James and New Democrat MLAs Adrian Dix and Jane Shin met with franchisees at the B.C. legislature on Wednesday before introducing the Franchise Act in the house.

The regulatory void that currently exists means franchisees can have major obligations to the franchisor but few rights to fight back if they are being treated unfairly. Franchisees face most of the risk in the business partnership, but may not have the means for the kind of investigation needed to determine whether their investment is a good one.

“In other provinces franchisors operate successfully with Franchise Act legislation in place that ensures disclosure. Doing so in BC would not add to the burden for most good players in the industry,” said Dix, New Democrat MLA for Vancouver-Kingsway. “What this bill does is ensure that small business know what they are buying when they enter into a franchise agreement.”

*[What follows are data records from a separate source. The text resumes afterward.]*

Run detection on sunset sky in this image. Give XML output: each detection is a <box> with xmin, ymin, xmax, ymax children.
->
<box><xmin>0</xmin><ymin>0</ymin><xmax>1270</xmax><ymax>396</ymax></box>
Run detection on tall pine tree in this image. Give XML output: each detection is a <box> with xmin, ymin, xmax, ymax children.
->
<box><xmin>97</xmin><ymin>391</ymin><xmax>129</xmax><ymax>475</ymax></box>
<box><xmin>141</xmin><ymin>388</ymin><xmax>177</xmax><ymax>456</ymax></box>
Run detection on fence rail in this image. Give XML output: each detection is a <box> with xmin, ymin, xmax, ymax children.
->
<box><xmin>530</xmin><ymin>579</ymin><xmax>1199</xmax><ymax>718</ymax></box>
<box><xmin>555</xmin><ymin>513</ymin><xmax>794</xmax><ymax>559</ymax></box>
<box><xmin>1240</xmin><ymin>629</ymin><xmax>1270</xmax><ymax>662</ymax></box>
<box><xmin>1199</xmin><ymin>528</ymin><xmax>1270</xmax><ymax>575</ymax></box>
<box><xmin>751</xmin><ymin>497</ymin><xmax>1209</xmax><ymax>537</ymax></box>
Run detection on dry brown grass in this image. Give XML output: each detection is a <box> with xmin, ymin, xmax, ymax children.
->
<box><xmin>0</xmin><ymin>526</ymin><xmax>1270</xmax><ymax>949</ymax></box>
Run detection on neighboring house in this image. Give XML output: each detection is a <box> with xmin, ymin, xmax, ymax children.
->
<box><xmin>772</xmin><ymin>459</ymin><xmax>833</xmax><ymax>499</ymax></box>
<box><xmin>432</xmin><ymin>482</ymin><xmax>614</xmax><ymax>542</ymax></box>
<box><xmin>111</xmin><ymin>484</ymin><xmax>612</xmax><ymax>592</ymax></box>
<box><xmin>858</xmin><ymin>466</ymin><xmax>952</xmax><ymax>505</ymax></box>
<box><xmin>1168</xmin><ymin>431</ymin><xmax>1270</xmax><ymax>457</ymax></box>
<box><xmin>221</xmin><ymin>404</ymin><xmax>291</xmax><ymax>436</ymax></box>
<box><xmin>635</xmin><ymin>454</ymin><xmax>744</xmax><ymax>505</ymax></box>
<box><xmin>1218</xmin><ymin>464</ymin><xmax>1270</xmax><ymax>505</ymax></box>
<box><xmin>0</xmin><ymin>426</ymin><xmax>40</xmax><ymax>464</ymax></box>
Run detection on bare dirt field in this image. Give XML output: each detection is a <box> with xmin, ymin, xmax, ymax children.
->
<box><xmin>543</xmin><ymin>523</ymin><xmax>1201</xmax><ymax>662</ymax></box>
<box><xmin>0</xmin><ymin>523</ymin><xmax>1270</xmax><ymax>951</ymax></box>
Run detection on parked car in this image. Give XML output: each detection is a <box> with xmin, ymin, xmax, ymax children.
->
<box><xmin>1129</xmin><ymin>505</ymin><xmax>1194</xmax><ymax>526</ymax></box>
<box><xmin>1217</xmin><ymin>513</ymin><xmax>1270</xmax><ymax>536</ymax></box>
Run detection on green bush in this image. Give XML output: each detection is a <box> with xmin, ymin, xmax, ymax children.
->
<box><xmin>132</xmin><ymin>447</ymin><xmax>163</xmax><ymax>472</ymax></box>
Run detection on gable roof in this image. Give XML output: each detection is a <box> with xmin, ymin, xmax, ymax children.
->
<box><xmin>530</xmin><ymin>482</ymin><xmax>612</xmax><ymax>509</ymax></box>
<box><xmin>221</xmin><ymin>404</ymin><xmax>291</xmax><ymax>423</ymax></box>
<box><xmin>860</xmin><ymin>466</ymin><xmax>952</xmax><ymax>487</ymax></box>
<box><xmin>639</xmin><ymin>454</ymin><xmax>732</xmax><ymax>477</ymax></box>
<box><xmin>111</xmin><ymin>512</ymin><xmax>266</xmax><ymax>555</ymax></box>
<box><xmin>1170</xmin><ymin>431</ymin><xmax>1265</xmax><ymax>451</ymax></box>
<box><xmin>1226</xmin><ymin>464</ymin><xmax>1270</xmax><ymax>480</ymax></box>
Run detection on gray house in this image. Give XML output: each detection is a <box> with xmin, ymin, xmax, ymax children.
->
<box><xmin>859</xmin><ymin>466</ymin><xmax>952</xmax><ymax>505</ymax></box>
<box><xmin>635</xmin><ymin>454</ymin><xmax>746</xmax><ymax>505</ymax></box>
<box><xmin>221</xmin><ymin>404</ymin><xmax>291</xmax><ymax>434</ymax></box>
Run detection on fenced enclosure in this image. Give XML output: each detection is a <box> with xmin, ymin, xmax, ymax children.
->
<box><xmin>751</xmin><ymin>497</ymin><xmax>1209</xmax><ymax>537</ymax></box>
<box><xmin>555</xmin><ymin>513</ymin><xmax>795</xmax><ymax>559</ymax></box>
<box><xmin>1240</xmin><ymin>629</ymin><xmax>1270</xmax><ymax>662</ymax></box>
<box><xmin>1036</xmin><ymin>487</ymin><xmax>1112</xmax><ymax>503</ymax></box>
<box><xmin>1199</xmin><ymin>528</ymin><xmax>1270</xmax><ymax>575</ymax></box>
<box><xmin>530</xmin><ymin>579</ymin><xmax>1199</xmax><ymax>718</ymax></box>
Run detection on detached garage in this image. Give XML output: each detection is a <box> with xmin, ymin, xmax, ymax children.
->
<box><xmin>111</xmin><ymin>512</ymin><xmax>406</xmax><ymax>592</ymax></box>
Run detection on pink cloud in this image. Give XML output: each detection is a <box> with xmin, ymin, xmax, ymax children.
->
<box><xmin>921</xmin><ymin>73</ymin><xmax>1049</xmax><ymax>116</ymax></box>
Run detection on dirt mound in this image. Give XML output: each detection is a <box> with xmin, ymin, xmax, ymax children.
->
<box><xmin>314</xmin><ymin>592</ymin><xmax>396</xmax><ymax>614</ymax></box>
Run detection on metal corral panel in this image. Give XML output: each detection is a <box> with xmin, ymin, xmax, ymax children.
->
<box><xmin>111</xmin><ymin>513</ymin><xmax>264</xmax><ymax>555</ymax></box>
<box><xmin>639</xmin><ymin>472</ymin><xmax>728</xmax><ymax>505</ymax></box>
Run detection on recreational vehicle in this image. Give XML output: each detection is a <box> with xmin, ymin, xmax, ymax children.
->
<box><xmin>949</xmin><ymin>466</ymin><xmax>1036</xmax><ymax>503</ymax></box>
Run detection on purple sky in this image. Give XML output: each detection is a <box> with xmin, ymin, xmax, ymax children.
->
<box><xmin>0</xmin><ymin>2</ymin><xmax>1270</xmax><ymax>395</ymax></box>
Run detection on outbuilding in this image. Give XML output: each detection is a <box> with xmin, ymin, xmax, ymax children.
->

There are an estimated 10,000 franchise outlets with $14 billion in sales and 180,000 employees.

“British Columbia has more than its fair share of franchises, yet no legislation that specifically protects them,” said Shin, the New Democrat MLA for Burnaby-Lougheed. “After speaking with franchisees in communities province wide, it was clear that it’s time to act on behalf of small business owners.”

Franchise legislation is in place in five provinces: Alberta, Prince Edward Island, Ontario, New Brunswick and Manitoba.